If you've looked for places to tighten your budget but still find you need to cut, take a look at what you do at lunchtime. Many of us, it turns out, think nothing of buying lunch out each day.
A recent study by Accounting Principals, a finance and accounting staffing firm, found that 66 percent of employees buy their lunch instead of packing it, costing them an average of $37 per week - nearly $2,000 a year.
Most of us don't realize how much we're spending at work. When the surveytakers asked respondents which work-related expense they would most like to be reimbursed for, most people said commuting costs. Only 11 percent chose lunchtime expenses.
"Small - but consistent -- expenses add up quickly over time, and it can be difficult for consumers to realize it because they're only spending a few dollars at a time. But, as our survey shows, those few dollars can quickly turn into a few thousand dollars," said Jodi Chavez, senior vice president, Accounting Principals. "Additionally, when you look at it over a worker's lifetime, that number grows exponentially. Consider the average American who works for about 40 years, starting their first job around age 22. By the time they retire at age 62 they would have spent at minimum $120,000 on coffee and lunch, not including inflation."
Younger workers are more inclined to spend more on lunch and less inclined to brown-bag it. The survey found that younger professionals age 18-34 spend almost twice as much on coffee during the week than those ages 45 and over. They also shell out more for lunch, spending an average of $44.78 per week on lunch compared to their older colleagues who spend $31.80 per week.
Not as healthy
Not only is grabbing lunch at the corner deli more expensive, it can be less healthy.
"Restaurant meals are typically high in calories, fat and sodium," said University of Alabama Birmingham (UAB) Assistant Professor of Nutrition Sciences Beth Kitchin. "It is possible for you to make good choices - but it's harder to make healthy choices when the temptation is staring at you."
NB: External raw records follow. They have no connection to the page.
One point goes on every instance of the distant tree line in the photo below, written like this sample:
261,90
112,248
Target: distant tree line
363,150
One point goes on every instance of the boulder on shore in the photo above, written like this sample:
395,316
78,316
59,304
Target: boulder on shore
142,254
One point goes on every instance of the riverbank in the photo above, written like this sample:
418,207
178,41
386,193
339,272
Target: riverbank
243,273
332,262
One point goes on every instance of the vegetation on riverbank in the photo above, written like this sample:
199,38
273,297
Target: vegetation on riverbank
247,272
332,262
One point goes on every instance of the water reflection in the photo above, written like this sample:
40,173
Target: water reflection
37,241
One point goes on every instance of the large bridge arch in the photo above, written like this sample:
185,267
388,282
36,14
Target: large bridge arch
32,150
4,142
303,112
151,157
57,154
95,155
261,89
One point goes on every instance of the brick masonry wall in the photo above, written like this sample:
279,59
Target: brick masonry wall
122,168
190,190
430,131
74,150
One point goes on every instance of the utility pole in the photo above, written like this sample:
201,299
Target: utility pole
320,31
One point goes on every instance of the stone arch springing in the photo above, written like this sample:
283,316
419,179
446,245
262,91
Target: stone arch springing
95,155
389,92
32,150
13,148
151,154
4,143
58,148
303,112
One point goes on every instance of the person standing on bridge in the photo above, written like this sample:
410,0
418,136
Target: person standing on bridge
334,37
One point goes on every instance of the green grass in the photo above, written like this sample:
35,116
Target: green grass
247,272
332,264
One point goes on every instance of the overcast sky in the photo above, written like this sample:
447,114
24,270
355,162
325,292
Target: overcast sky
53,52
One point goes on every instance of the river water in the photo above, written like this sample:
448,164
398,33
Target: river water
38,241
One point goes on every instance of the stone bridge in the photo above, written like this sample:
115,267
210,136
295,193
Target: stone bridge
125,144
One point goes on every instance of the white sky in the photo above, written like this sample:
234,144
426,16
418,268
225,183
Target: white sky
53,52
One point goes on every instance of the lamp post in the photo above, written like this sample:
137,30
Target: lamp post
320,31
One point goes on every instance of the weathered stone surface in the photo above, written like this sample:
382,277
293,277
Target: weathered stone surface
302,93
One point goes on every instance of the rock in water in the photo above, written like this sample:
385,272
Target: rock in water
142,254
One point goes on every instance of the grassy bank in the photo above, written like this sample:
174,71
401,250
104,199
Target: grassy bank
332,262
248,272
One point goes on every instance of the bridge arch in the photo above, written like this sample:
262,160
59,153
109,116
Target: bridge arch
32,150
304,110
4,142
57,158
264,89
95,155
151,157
Kitchin said packing a lunch can make healthier decisions easier.
"Bento style -- where you pack several single portions in a box -- offers a lot of opportunity to get creative and really use the resources you have on hand," Kitchin said. "Grab some of the leftover chicken from the night before. Add some carrot sticks, cheese and crackers - basically any finger food that travels well."
When taking your lunch to school or work, nutritionists suggest packing simple, well-rounded meals.
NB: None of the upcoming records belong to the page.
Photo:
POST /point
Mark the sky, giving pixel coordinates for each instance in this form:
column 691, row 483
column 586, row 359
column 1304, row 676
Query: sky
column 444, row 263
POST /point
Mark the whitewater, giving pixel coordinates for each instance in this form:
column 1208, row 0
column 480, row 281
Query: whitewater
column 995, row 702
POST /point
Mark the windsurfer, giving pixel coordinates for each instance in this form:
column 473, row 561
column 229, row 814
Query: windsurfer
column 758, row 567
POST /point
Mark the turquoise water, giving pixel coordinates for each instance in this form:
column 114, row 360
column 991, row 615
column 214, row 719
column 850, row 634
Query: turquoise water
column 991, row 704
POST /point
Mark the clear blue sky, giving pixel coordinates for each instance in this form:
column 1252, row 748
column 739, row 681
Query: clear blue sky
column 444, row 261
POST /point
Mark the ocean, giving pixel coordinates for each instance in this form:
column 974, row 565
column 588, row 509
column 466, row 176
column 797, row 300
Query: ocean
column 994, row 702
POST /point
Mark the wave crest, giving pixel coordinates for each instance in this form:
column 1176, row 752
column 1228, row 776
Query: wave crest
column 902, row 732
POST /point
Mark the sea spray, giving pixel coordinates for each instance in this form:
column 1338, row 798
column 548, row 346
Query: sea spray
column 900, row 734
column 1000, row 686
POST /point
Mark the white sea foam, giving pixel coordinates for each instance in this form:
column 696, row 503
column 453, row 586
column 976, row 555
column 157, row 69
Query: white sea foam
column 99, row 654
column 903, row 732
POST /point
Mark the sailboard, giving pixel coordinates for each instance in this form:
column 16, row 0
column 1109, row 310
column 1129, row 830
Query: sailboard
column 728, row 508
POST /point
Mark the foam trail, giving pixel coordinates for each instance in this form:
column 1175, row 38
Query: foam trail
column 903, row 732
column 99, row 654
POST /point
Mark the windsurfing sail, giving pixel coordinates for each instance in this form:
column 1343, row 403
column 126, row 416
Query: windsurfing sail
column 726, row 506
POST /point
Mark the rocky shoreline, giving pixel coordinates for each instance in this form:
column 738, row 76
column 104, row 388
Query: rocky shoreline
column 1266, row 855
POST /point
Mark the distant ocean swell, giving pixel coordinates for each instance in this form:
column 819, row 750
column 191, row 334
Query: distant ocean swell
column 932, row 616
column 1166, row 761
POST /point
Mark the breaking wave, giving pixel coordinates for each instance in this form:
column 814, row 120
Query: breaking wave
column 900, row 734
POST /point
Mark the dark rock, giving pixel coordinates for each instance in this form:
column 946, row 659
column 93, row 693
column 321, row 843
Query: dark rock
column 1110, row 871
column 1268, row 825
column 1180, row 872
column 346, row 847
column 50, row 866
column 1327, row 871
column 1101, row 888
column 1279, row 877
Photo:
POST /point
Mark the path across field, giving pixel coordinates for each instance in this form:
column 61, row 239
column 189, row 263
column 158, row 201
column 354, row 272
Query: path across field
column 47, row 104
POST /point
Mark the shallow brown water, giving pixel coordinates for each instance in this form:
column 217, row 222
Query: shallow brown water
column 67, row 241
It doesn't have to be fancy, just healthy and balanced; it should have a protein, a carbohydrate, fruits and vegetables, even a fat.
Some people may resist brown-bagging because it requires a bit of planning. But getting organized makes it easier. Prepare foods on the weekend, so they are ready to grab in the mornings.
Store something like a jar of peanut butter and a box of crackers in a desk drawer at work. If you are in a rush some morning, at least you have a lunch starter. Perhaps add a piece of fruit or some cheese from a grocery store on your way to the office.
In fact, many supermarkets have salad bars, allowing your to pick up a salad on your way to work. It costs less and is healthier than a sandwich from the downstairs coffee shop.
In a bid to encourage employees to stay in for lunch and even eat at their desks, some companies have begun providing free or subsidized lunches in the office. Chavez says it's a good idea.
"As the recovery gains momentum and companies look to attract and retain talent, they should consider worrying less about big-ticket discounts and focus instead on what will impact their employees' happiness every day," she said. "Small improvements around the office, such as better equipment, food and drinks, can make a big difference in workers' morale. After all it is often the little things in life that tend to make people the happiest."